Though several notable films were made during the liberation period (1945–1950), cinema became a mature industry only after the Korean War (1950–1953) had ended. Known as the "Golden Age," cinema was easily the most popular entertainment form during the two decades that followed the Korean War. It had posed some serious competition for Hollywood, not only locally but also in other parts of Asia, including Hong Kong. Throughout the 1960s and the early 1970s, Ch'ungmuro, a district in Seoul, was home to one of the most profitable and active industries in the world, producing at its peak (1968–1971) over two hundred films a year. Nearly half of the 170 million tickets (the entire population was just over 30 million) in 1972, for instance, were sold for the screening of local films.

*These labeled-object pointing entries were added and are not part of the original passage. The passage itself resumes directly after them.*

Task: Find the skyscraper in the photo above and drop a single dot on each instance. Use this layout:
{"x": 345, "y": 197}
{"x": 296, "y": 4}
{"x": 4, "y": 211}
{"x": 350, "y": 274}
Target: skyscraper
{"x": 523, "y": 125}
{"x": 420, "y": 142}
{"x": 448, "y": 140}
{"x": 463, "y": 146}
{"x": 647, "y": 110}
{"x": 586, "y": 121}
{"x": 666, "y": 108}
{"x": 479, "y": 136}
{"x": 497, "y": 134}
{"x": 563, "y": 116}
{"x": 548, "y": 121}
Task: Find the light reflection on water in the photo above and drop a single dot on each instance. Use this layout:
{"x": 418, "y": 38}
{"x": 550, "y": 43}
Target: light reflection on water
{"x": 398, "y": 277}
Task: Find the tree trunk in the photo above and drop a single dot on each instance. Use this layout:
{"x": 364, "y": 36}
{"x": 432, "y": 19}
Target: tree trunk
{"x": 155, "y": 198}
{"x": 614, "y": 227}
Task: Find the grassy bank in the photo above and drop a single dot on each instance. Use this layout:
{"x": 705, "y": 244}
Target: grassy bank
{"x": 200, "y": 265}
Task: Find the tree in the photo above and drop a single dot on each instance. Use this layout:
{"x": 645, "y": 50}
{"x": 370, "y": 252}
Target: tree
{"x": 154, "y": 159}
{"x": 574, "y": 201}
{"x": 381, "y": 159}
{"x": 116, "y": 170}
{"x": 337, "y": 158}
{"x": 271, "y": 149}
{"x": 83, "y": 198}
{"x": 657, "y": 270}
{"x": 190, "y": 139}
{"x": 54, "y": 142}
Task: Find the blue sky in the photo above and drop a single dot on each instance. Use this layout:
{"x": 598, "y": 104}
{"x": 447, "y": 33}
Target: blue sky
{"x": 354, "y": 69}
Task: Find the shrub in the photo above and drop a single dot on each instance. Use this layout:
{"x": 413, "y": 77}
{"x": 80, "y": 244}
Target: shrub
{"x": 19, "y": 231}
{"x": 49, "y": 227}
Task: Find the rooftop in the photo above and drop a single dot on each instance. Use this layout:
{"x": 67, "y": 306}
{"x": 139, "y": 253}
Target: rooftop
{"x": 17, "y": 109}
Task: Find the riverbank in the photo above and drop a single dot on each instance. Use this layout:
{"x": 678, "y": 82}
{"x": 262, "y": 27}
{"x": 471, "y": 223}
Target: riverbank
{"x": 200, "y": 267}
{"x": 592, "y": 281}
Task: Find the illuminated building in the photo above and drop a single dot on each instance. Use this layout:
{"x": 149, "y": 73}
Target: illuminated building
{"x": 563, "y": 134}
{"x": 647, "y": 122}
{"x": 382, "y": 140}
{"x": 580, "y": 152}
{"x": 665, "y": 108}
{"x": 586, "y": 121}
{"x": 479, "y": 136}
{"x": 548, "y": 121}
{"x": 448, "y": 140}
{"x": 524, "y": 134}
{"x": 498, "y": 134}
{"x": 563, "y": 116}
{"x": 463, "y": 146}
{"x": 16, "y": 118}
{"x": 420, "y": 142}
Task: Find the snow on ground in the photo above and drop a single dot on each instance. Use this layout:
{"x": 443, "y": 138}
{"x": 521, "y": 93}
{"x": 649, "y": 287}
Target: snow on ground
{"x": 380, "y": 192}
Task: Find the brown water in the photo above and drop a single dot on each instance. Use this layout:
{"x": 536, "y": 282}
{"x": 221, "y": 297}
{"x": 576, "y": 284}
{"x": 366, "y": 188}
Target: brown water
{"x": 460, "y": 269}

Among the films that still receive critical attention, most of them were produced around 1960. The creative vacuum that the intellectual community had suffered during the Korean War—through deaths, psychic injuries, and mass defections to the North—had begun to change by the late 1950s and the early 1960s. The trauma of war—along with a rapid pace of modernization, changing roles of gender, and postwar recovery—was a source of dramatic inspiration for many young filmmakers. The films that best represent this unique era, Hanyŏ ( The Housemaid , Kim Ki-young, 1960), Sarangbang sonnim kwa ŏmŏni ( The Houseguest and My Mother , Shin Sang-ok, 1961), Obalt'an ( The Stray Bullet , Yu Hyun-mok, 1961), and Mabu ( The Coachman , Kang Tae-jin, 1961) were all released within a two-year period.
Though every genre of films imaginable—horror, comedy, action thrillers, martial arts, and even musicals—were made and viewed during this period, it was melodrama that was by far the most powerful and successful genre. Caught between the modern ideals of freedom and the traditional mores of chastity and virtuous motherhood, women were often the protagonists whose personal dilemmas punctuated the film's central theme. In Shin Sang-ok's (1926–2006) The Houseguest and My Mother , for example, a widow still clothed in traditional hanbok has a love affair with a schoolteacher who is a boarder at her house. The film's narrative naturalizes the modern-day desire that drives the mother and the house-guest together, challenging the orthodox moral codes that require widows to remain in mourning their entire lives.